RANDOM WALKS AND MARKET EFFICIENCY: GOLD, PLATINUM, SILVER VS ASIA EQUITY MARKETS
RANDOM WALKS AND MARKET EFFICIENCY: GOLD, PLATINUM, SILVER VS ASIA EQUITY MARKETS

Author(s): Rui Dias, Paulo Alexandre, Cristina Vasco, Paula Heliodoro, Hortense Santos
Subject(s): Social Sciences, Economy
Published by: Udruženje ekonomista i menadžera Balkana
Summary/Abstract: This paper aims to analyze the efficiency, in its weak form, in the markets of commodities, Platinum (London Platinum Free Market $/Troy oz), GOLD (Gold Bullion LBM $/t oz DELAY), SILVER (Silver – Zurich SW. francs/kg) and the stock markets of KOREA, CHINA, JAPAN, PHILIPPINES, INDONESIA, from January 1, 2019 to October 20, 2020. To perform this analysis, different approaches were undertaken to assess whether: (i) the Gold, Platinum, Silver markets have more robust levels of efficiency when compared to Asian stock markets? The results of the variance test indicate that the random walk hypothesis is rejected in the Gold, Platinum and Silver markets, as well as in the Asian stock markets, with no differences between markets. These findings show that profitability is auto-correlated over time, with a reversal of the mean, because the values of variance ratios are lower than the unit, i.e., price fluctuations are not i.i.d.
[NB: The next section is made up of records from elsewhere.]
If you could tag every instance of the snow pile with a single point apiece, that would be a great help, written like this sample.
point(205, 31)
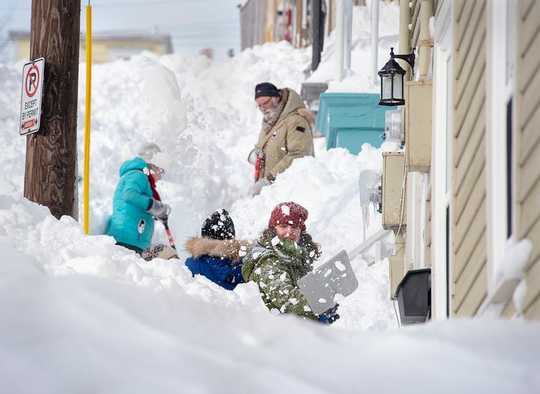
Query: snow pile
point(204, 119)
point(81, 314)
point(84, 334)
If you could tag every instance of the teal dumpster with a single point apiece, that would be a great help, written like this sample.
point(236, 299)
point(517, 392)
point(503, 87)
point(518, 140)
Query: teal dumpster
point(348, 120)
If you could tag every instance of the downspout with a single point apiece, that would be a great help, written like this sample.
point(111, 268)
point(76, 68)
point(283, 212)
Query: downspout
point(375, 39)
point(425, 41)
point(348, 11)
point(404, 37)
point(340, 38)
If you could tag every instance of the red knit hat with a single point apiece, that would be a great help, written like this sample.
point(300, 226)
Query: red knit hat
point(288, 213)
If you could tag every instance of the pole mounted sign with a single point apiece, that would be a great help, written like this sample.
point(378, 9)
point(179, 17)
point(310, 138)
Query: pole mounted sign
point(31, 94)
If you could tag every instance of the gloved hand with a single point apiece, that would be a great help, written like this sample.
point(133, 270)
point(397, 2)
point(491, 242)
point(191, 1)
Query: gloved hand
point(159, 210)
point(257, 186)
point(329, 316)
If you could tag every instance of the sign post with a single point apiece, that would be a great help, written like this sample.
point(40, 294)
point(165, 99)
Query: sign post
point(31, 94)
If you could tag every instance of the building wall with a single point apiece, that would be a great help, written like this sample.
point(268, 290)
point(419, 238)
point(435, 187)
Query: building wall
point(252, 23)
point(469, 158)
point(528, 144)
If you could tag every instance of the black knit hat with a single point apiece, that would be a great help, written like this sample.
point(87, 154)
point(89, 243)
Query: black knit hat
point(266, 89)
point(218, 225)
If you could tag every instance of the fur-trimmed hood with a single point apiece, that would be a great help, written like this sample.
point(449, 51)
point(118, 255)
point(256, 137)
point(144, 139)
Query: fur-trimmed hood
point(229, 248)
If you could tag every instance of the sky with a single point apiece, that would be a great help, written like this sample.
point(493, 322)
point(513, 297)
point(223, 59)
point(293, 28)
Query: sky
point(193, 24)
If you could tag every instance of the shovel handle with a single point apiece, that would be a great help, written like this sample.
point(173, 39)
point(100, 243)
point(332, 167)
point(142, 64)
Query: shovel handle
point(169, 233)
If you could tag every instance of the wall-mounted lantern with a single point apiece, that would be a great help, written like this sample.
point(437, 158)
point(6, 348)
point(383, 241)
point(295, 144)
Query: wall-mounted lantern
point(392, 79)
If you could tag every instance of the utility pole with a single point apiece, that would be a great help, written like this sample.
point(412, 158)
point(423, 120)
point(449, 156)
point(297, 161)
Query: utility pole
point(317, 22)
point(51, 154)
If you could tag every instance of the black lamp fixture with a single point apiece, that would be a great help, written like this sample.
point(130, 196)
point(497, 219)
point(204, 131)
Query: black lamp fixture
point(392, 79)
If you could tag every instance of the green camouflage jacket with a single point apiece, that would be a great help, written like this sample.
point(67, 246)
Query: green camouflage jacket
point(276, 267)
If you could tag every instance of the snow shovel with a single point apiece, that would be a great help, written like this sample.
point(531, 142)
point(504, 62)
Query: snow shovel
point(168, 232)
point(333, 278)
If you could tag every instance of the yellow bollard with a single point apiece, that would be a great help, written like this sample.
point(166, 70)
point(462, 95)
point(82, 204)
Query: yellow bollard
point(87, 125)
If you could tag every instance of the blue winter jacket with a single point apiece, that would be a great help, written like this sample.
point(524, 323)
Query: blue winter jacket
point(219, 270)
point(130, 223)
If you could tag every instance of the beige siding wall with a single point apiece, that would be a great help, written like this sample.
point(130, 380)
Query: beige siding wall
point(469, 158)
point(528, 145)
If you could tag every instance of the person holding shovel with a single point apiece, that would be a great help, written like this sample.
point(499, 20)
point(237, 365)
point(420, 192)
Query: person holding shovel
point(136, 204)
point(286, 133)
The results have significant implications for investors, as market inefficiency can affect the domestic and international flows of an economy. In conclusion, the hypothesis of market efficiency, in weak form, may be questionable, since the prediction of the movement of a given market can be improved if the out-of-the-current movements of the other markets are considered, thus enabling the occurrence of arbitrage operations. These findings also make room for regulators in these markets to take steps to ensure better information between these markets and international markets.